As tumor genetic testing—aka “molecular profiling”—becomes increasingly routine in oncology clinics for treating individual patients, it’s also showing good promise as a broader EHR data-mining environment, advancing the art and science of precision oncology on the whole.

Toward that end, in a study published online March 23 in the Journal of the American Medical Informatics Association, Jeremy Warner, MD, of Vanderbilt University, and colleagues describe how they developed a proof-of-principle tool that can draw from EHR data to automatically calculate and display mutation-specific survival statistics from cancer patients.

With such insights in hand, they were able to overcome the inherent complexity of cancer genomes and, notably, track mutation-specific outcomes.

Using the tool, which the team is calling CUSTOM-SEQ—for Continuously Updating System for Tracking Outcome by Mutation, to Support Evidence-based Querying—they looked at the cases of several thousand Vanderbilt University Medical Center patients who had cancer genotyping.

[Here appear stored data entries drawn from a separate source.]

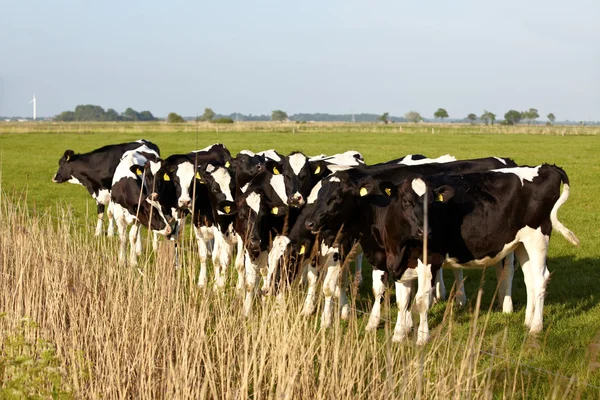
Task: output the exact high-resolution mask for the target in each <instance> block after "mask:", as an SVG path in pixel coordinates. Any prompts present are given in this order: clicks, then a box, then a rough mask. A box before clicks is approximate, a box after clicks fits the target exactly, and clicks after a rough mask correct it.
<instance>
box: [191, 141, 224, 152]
mask: <svg viewBox="0 0 600 400" xmlns="http://www.w3.org/2000/svg"><path fill="white" fill-rule="evenodd" d="M215 146H223V148H225V145H224V144H222V143H215V144H211V145H210V146H208V147H205V148H203V149H200V150H194V151H192V153H199V152H201V151H209V150H210V149H212V148H213V147H215Z"/></svg>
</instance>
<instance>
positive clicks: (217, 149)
mask: <svg viewBox="0 0 600 400" xmlns="http://www.w3.org/2000/svg"><path fill="white" fill-rule="evenodd" d="M231 161H232V157H231V154H230V153H229V150H227V148H226V147H225V146H224V145H223V144H220V143H216V144H213V145H211V146H208V147H206V148H204V149H201V150H196V151H193V152H191V153H188V154H173V155H171V156H169V157H167V158H166V159H164V160H158V161H157V162H156V164H154V165H152V168H153V169H154V170H155V171H156V174H155V182H154V188H155V189H154V193H153V195H152V198H153V199H156V200H157V201H158V202H159V203H160V204H164V205H166V206H168V207H170V208H171V209H172V210H173V213H174V214H177V215H178V219H179V220H180V221H181V220H182V219H183V218H184V217H185V215H187V214H189V213H191V214H192V224H193V227H194V234H195V236H196V240H197V242H198V252H199V255H200V272H199V275H198V286H200V287H205V286H206V283H207V266H206V260H207V257H208V243H209V242H210V241H211V240H214V242H215V245H218V246H220V245H221V244H220V243H221V242H220V241H221V239H222V235H221V232H220V231H219V230H218V229H216V228H215V226H214V225H215V210H214V209H213V208H212V206H211V203H210V198H209V193H208V188H207V186H206V185H205V184H204V181H203V179H202V176H201V175H200V169H201V167H202V166H203V165H207V164H208V163H213V164H214V165H222V166H224V167H226V168H227V167H230V166H231ZM179 225H181V224H179ZM219 256H220V251H217V252H213V253H212V259H213V265H214V266H215V286H216V287H219V288H222V287H223V286H224V276H222V274H221V272H222V271H221V269H219V266H221V265H222V262H220V261H219ZM225 261H226V260H223V262H225Z"/></svg>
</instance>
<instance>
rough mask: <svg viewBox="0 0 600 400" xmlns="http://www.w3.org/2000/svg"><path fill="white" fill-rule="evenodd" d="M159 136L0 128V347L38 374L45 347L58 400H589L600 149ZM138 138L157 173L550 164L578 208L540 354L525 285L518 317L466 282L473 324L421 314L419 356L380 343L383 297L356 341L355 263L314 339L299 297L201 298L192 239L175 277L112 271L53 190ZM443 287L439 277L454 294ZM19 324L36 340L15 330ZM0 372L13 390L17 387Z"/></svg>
mask: <svg viewBox="0 0 600 400" xmlns="http://www.w3.org/2000/svg"><path fill="white" fill-rule="evenodd" d="M140 126H142V125H140ZM152 127H153V125H148V127H147V128H144V127H143V126H142V128H140V129H139V130H136V131H132V132H117V131H103V132H87V133H79V132H72V133H60V132H58V131H59V129H52V130H49V131H46V132H15V131H14V130H13V131H10V130H9V131H5V132H2V130H1V128H0V156H1V181H0V182H1V188H2V190H1V192H0V195H1V200H0V209H1V210H0V222H2V223H1V224H0V231H1V235H0V252H1V257H2V258H1V260H0V261H1V264H0V268H1V275H0V276H1V277H2V278H1V282H0V288H1V290H2V292H1V293H0V312H3V313H6V315H4V316H3V317H2V318H1V319H0V326H1V328H2V332H3V333H2V337H3V341H4V344H5V347H6V341H7V340H8V339H7V338H14V337H21V336H22V338H23V341H24V342H25V344H27V343H30V342H31V343H33V344H32V345H30V346H29V347H27V346H26V345H25V344H23V348H25V347H27V348H28V349H29V350H28V351H31V352H32V353H34V356H32V357H33V358H35V357H36V356H35V354H37V353H36V351H39V352H41V350H38V347H40V346H39V344H38V342H37V340H38V339H43V340H44V341H46V342H48V343H50V344H51V345H52V346H55V349H56V358H55V359H54V358H53V360H54V361H53V362H55V363H56V364H57V366H59V367H60V373H59V374H58V375H59V378H60V379H58V378H57V379H58V380H59V381H60V383H59V384H57V385H58V386H57V387H58V389H57V390H58V391H60V390H62V391H64V392H65V394H64V396H68V394H67V392H72V394H73V395H74V397H76V398H81V397H92V398H97V397H104V398H115V397H119V398H125V397H134V398H201V397H211V398H217V397H220V398H234V397H235V398H248V397H250V396H252V397H253V398H272V397H276V398H280V397H281V398H300V397H302V398H330V397H334V396H335V397H336V398H350V397H360V398H365V397H368V398H389V397H407V398H414V397H417V396H423V397H425V398H441V397H442V396H444V397H445V396H452V397H458V398H466V397H469V398H471V397H472V398H491V397H495V396H498V397H500V396H503V395H504V396H506V397H518V398H521V397H537V398H539V397H551V396H555V397H558V398H563V397H575V396H576V395H577V394H582V395H584V396H586V397H587V396H589V397H595V398H597V397H599V396H600V365H599V363H600V354H599V353H600V292H599V290H598V287H599V284H600V212H599V211H598V209H597V207H598V205H600V202H599V201H598V196H599V194H600V182H599V180H598V176H600V155H599V154H600V139H599V138H598V137H597V136H575V135H565V136H559V135H556V134H553V135H532V134H519V133H515V134H511V135H507V134H494V133H489V132H488V133H474V132H473V131H472V128H470V127H469V129H465V130H464V131H460V130H456V131H454V132H453V133H439V130H438V131H437V132H438V133H435V134H431V132H430V130H426V131H422V132H411V131H410V130H409V129H406V132H405V131H403V132H399V131H391V130H384V131H380V132H374V131H365V132H344V131H337V130H336V131H332V130H325V129H324V130H323V131H312V130H311V131H310V132H303V131H300V132H297V131H295V132H294V133H291V132H277V131H275V130H273V131H268V130H256V131H235V132H215V131H214V130H211V131H199V132H195V131H189V130H188V131H185V132H184V131H181V132H153V131H151V128H152ZM145 129H150V130H149V131H145ZM236 129H237V128H236ZM486 129H487V128H486ZM540 129H543V128H540ZM65 130H67V131H68V130H70V128H69V129H65ZM89 130H93V125H90V127H89ZM84 131H86V130H85V129H84ZM442 132H443V130H442ZM482 132H483V131H482ZM556 133H560V131H559V130H558V131H557V132H556ZM140 138H145V139H148V140H151V141H152V142H154V143H156V144H157V145H159V146H160V149H161V154H162V155H163V157H166V156H168V155H169V154H173V153H185V152H188V151H190V150H192V149H196V148H203V147H206V146H207V145H209V144H212V143H215V142H220V143H224V144H225V145H226V146H227V148H228V149H229V150H230V151H231V153H232V154H233V155H235V154H237V152H238V151H240V150H242V149H250V150H253V151H260V150H264V149H269V148H275V149H276V150H278V151H279V152H281V153H284V154H287V153H289V152H290V151H293V150H301V151H302V152H304V153H305V154H308V155H316V154H321V153H326V154H333V153H338V152H343V151H346V150H349V149H353V150H358V151H360V152H361V153H362V154H363V156H364V158H365V161H366V162H367V163H369V164H370V163H376V162H381V161H385V160H389V159H392V158H396V157H399V156H402V155H406V154H414V153H421V154H424V155H427V156H429V157H436V156H439V155H442V154H447V153H449V154H452V155H453V156H455V157H457V158H459V159H461V158H462V159H468V158H477V157H486V156H501V157H510V158H513V159H514V160H515V161H516V162H517V163H519V164H522V165H537V164H540V163H543V162H546V163H550V164H556V165H559V166H561V167H562V168H564V170H565V171H566V172H567V174H568V176H569V179H570V183H571V196H570V198H569V200H568V201H567V203H566V204H565V205H564V206H563V207H562V208H561V209H560V213H559V219H560V220H561V222H563V223H564V224H565V225H566V226H567V227H568V228H570V229H571V230H572V231H573V232H574V233H575V234H576V235H577V236H578V237H579V239H580V240H581V245H580V246H579V247H577V248H576V247H573V246H571V245H570V244H569V243H568V242H567V241H566V240H564V238H563V237H562V236H560V235H559V234H557V233H556V232H555V234H554V235H553V237H552V239H551V242H550V251H549V259H548V268H549V270H550V272H551V273H552V275H551V278H550V282H549V284H548V287H547V296H546V307H545V308H544V330H543V332H542V333H541V334H540V335H538V336H537V337H535V338H532V337H529V335H528V334H527V329H526V328H525V327H524V326H523V319H524V309H525V296H526V293H525V286H524V283H523V275H522V273H521V272H520V271H519V270H517V271H516V272H515V280H514V285H513V299H514V300H513V301H514V304H515V312H514V313H513V314H510V315H505V314H502V313H501V312H498V311H497V310H496V306H495V303H494V302H493V296H494V288H495V284H496V281H495V275H494V272H493V271H492V270H490V271H486V272H485V273H482V272H481V271H467V272H466V273H465V276H466V282H465V288H466V293H467V296H468V298H469V303H468V305H467V307H465V308H464V309H457V308H455V307H454V306H453V305H452V304H451V302H442V303H439V304H436V305H435V306H434V307H433V309H432V311H431V313H430V316H431V318H430V326H431V328H432V341H431V343H430V344H429V345H427V346H425V347H424V348H422V349H421V348H418V347H415V346H413V345H410V344H407V345H397V344H393V343H391V340H390V339H391V331H392V330H393V323H394V321H395V318H394V315H395V305H394V301H393V285H390V286H389V288H390V289H389V290H388V292H387V294H386V303H387V305H386V306H385V307H384V309H385V310H386V313H387V314H386V315H385V316H384V320H385V321H384V324H383V325H382V326H381V327H380V329H379V330H378V331H377V333H376V334H372V333H366V332H365V331H364V326H365V325H366V321H367V317H366V316H365V314H363V312H367V313H368V311H369V309H370V304H371V303H372V301H373V299H372V295H371V294H370V284H371V280H370V268H369V267H368V264H367V263H366V260H365V264H367V265H366V267H365V269H364V271H363V276H364V277H365V281H364V283H363V286H362V287H361V288H360V289H359V290H358V291H356V292H355V293H354V294H353V296H352V299H351V302H352V305H353V308H354V309H355V311H354V312H353V313H352V316H351V317H350V320H349V321H348V322H346V321H343V322H339V323H336V324H335V327H334V328H331V329H329V330H323V329H320V327H319V318H318V314H316V315H315V316H312V317H310V318H303V317H301V316H299V315H298V312H299V309H300V308H301V304H302V303H301V302H302V300H303V297H302V295H303V294H304V291H303V290H302V289H301V288H294V290H293V291H292V293H291V294H290V295H288V296H287V297H286V298H285V301H284V303H283V304H277V303H276V302H275V301H273V300H272V299H267V300H265V301H263V302H260V301H259V302H258V304H256V305H255V312H254V314H253V316H252V317H251V318H249V319H248V320H246V319H244V318H243V317H242V313H241V309H240V304H241V301H240V299H239V298H238V297H237V296H236V294H235V292H234V290H233V288H232V289H231V290H229V291H228V292H227V294H226V295H219V294H216V293H213V292H212V290H210V289H206V290H203V291H201V290H199V289H198V288H197V287H195V285H194V282H195V279H196V277H197V275H196V274H197V267H198V265H197V255H196V251H195V243H194V241H193V240H191V235H190V233H189V230H188V232H186V233H185V234H184V236H183V238H182V241H183V246H182V247H183V249H184V252H183V259H184V268H183V269H181V270H180V271H178V272H175V271H174V270H173V268H172V264H171V261H170V259H169V251H168V250H169V249H168V245H167V244H163V245H162V246H161V251H160V252H159V253H158V254H156V255H153V254H150V250H149V249H150V246H149V245H148V243H146V244H145V247H144V250H145V253H144V256H143V257H142V258H141V260H140V261H141V262H140V266H139V267H138V268H137V269H133V268H122V267H119V266H118V265H117V262H116V257H117V251H116V247H117V246H116V244H117V243H116V242H117V240H116V239H114V238H100V239H95V238H94V237H93V230H94V227H95V217H94V216H95V203H94V202H93V200H92V198H91V197H90V196H89V194H88V193H87V191H86V190H85V189H84V188H82V187H81V186H76V185H71V184H62V185H57V184H53V183H52V182H51V178H52V176H53V174H54V173H55V172H56V169H57V167H58V165H57V162H58V159H59V158H60V157H61V155H62V154H63V153H64V151H65V150H66V149H73V150H74V151H75V152H78V153H79V152H87V151H90V150H93V149H95V148H98V147H101V146H103V145H105V144H110V143H120V142H126V141H130V140H137V139H140ZM232 270H233V268H232ZM451 275H452V274H450V273H447V274H446V275H445V277H446V285H447V287H448V288H450V287H451V285H452V281H451V280H450V279H449V278H450V277H451ZM233 282H234V281H233V278H230V280H229V283H230V284H233ZM480 287H481V288H482V289H483V290H482V292H481V297H480V298H479V299H478V289H479V288H480ZM22 317H28V318H30V319H31V320H32V321H35V324H26V326H25V325H23V324H22V323H21V322H19V321H20V319H21V318H22ZM19 335H21V336H19ZM23 351H25V350H23ZM7 354H8V353H7V352H6V350H4V351H3V354H0V357H3V358H5V359H8V358H7V357H8V355H7ZM2 362H3V361H2V360H0V363H2ZM3 365H4V364H3ZM2 368H4V369H2ZM2 368H0V371H3V372H2V373H3V374H4V375H3V376H4V378H5V379H6V378H7V377H9V375H10V374H9V372H7V371H10V370H9V369H8V368H7V367H2ZM13 368H16V367H13ZM545 371H550V372H551V373H548V372H545ZM7 374H8V375H7ZM55 380H56V379H55ZM55 386H56V385H55Z"/></svg>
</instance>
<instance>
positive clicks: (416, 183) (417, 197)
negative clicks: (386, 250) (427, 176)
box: [390, 178, 454, 240]
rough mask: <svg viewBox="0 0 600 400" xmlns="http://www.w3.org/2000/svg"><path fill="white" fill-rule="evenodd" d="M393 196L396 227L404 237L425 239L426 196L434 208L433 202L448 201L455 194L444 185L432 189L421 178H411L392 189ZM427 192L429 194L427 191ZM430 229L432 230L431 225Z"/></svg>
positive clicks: (443, 201) (431, 204) (399, 231)
mask: <svg viewBox="0 0 600 400" xmlns="http://www.w3.org/2000/svg"><path fill="white" fill-rule="evenodd" d="M390 191H391V196H392V197H394V198H395V208H394V214H393V218H394V221H395V229H396V230H397V231H398V232H399V233H400V236H401V237H402V238H403V239H407V240H408V239H413V240H423V227H424V221H425V217H424V212H425V207H424V204H425V197H427V202H428V208H429V210H431V209H432V206H433V203H435V202H438V203H439V202H441V203H446V202H448V200H450V199H451V198H452V196H454V189H453V188H452V187H450V186H447V185H444V186H440V187H438V188H435V189H431V188H429V187H428V186H427V184H426V183H425V180H423V179H421V178H411V179H407V180H405V181H404V182H402V183H401V184H400V185H398V186H397V187H396V191H394V190H393V189H390ZM426 192H427V196H425V193H426ZM428 231H429V232H431V229H430V227H428Z"/></svg>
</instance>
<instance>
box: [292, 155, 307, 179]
mask: <svg viewBox="0 0 600 400" xmlns="http://www.w3.org/2000/svg"><path fill="white" fill-rule="evenodd" d="M289 161H290V166H291V167H292V171H294V174H296V175H298V174H299V173H300V171H302V167H304V166H305V165H306V162H307V161H308V160H307V158H306V156H305V155H304V154H302V153H296V154H292V155H291V156H290V157H289Z"/></svg>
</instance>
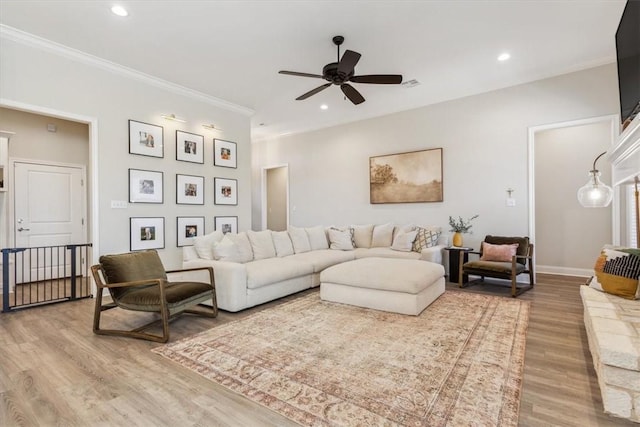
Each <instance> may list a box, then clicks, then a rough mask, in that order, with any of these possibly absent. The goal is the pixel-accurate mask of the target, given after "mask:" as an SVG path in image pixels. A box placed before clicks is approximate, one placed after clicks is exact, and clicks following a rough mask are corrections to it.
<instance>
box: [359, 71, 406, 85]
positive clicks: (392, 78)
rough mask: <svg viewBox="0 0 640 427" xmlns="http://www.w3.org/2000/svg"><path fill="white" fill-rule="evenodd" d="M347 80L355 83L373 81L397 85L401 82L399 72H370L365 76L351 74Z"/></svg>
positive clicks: (362, 82) (360, 82)
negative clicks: (348, 80)
mask: <svg viewBox="0 0 640 427" xmlns="http://www.w3.org/2000/svg"><path fill="white" fill-rule="evenodd" d="M349 81H352V82H355V83H373V84H378V85H399V84H400V83H402V75H401V74H370V75H367V76H353V77H351V78H350V79H349Z"/></svg>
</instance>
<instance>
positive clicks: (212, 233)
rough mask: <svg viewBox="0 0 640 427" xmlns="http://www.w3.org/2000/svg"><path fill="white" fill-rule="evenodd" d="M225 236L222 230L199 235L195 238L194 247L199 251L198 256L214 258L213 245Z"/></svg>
mask: <svg viewBox="0 0 640 427" xmlns="http://www.w3.org/2000/svg"><path fill="white" fill-rule="evenodd" d="M223 237H224V233H222V230H216V231H214V232H213V233H209V234H205V235H204V236H197V237H194V238H193V247H194V248H195V249H196V252H197V253H198V258H203V259H214V256H213V247H214V246H215V245H216V244H217V243H219V242H220V241H221V240H222V238H223Z"/></svg>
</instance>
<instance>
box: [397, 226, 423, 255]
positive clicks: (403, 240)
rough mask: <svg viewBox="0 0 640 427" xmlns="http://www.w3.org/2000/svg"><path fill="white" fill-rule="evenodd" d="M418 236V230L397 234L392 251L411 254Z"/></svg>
mask: <svg viewBox="0 0 640 427" xmlns="http://www.w3.org/2000/svg"><path fill="white" fill-rule="evenodd" d="M417 234H418V230H413V231H407V232H400V233H398V234H396V237H395V239H393V244H392V245H391V249H393V250H394V251H402V252H411V248H412V247H413V241H414V240H416V235H417Z"/></svg>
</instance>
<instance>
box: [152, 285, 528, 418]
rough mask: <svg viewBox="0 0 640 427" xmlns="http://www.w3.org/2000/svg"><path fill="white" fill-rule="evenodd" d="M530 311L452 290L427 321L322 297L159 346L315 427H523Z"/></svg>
mask: <svg viewBox="0 0 640 427" xmlns="http://www.w3.org/2000/svg"><path fill="white" fill-rule="evenodd" d="M528 319H529V303H528V302H524V301H521V300H515V299H512V298H503V297H495V296H486V295H479V294H471V293H463V292H456V291H447V292H445V293H444V294H443V295H442V296H441V297H440V298H438V299H437V300H436V301H435V302H434V303H433V304H431V305H430V306H429V307H427V309H426V310H425V311H423V312H422V314H421V315H420V316H406V315H401V314H394V313H387V312H382V311H377V310H371V309H364V308H359V307H353V306H348V305H343V304H336V303H331V302H325V301H321V300H320V297H319V294H318V293H312V294H309V295H306V296H303V297H300V298H299V299H296V300H294V301H291V302H289V303H285V304H282V305H279V306H276V307H273V308H268V309H265V310H264V311H261V312H258V313H256V314H253V315H251V316H249V317H247V318H244V319H242V320H238V321H235V322H231V323H228V324H224V325H221V326H217V327H215V328H213V329H210V330H208V331H205V332H202V333H200V334H198V335H196V336H193V337H191V338H187V339H184V340H181V341H177V342H175V343H171V344H168V345H164V346H161V347H158V348H156V349H154V350H153V351H155V352H156V353H158V354H161V355H162V356H165V357H167V358H169V359H171V360H173V361H175V362H177V363H179V364H180V365H182V366H184V367H186V368H189V369H191V370H193V371H195V372H197V373H198V374H200V375H203V376H204V377H206V378H208V379H210V380H212V381H215V382H217V383H219V384H221V385H223V386H225V387H227V388H229V389H231V390H233V391H235V392H237V393H239V394H241V395H243V396H245V397H247V398H248V399H251V400H253V401H255V402H258V403H260V404H262V405H264V406H266V407H267V408H270V409H272V410H274V411H276V412H278V413H280V414H282V415H284V416H285V417H287V418H289V419H291V420H294V421H296V422H298V423H299V424H302V425H308V426H365V425H366V426H395V425H406V426H501V427H502V426H516V425H517V424H518V410H519V403H520V393H521V385H522V371H523V367H524V352H525V335H526V329H527V324H528Z"/></svg>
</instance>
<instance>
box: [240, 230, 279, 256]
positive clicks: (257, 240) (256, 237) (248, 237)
mask: <svg viewBox="0 0 640 427" xmlns="http://www.w3.org/2000/svg"><path fill="white" fill-rule="evenodd" d="M247 237H248V238H249V243H251V249H252V251H253V259H254V260H259V259H265V258H273V257H275V256H276V248H275V246H274V245H273V239H272V238H271V230H263V231H253V230H249V231H247Z"/></svg>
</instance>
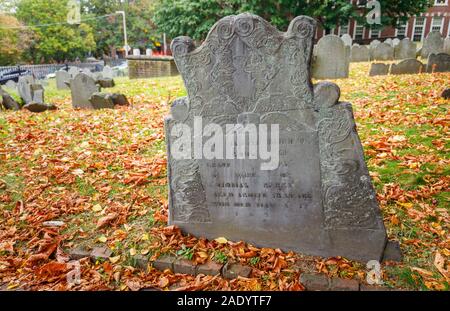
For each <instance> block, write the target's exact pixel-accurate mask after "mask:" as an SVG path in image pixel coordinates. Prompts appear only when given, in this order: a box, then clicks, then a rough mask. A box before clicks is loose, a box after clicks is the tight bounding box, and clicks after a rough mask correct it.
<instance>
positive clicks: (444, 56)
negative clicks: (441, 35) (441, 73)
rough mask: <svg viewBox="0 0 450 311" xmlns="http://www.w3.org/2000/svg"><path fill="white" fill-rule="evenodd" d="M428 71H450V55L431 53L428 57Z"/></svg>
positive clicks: (427, 66) (433, 71)
mask: <svg viewBox="0 0 450 311" xmlns="http://www.w3.org/2000/svg"><path fill="white" fill-rule="evenodd" d="M427 72H450V55H448V54H446V53H439V54H431V55H430V56H429V57H428V63H427Z"/></svg>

The team extracted clinical data through a variety of algorithms, refreshing results and sending them to a standard reporting platform. They highlighted significant results for visual cueing and stratified a subset by cancer stage, smoking status and treatment exposure.

Identifying 4,310 patients with a median follow-up of 17 months who had sufficient data for survival calculation, the team found that, as expected, epidermal growth factor receptor (EGFR) mutations in lung cancer correlated with superior overall survival.

This finding validated the CUSTOM-SEQ approach, and the researchers also had a novel finding to add to the precision oncology literature: Guanine nucleotide binding protein (G protein), q polypeptide (GNAQ) mutations in melanoma correlated with inferior overall survival.

From their findings, the authors conclude that CUSTOM-SEQ represents a valid, if novel, rapid learning system for a precision oncology environment.

“Retrospective studies are often limited by study of specific time periods and can lead to incomplete conclusions,” they write. “Because data is continuously updated in CUSTOM-SEQ, the evidence base is constantly growing. Future work will allow users to interactively explore populations by demographics and treatment exposure, in order to further investigate significant mutation-specific signals.”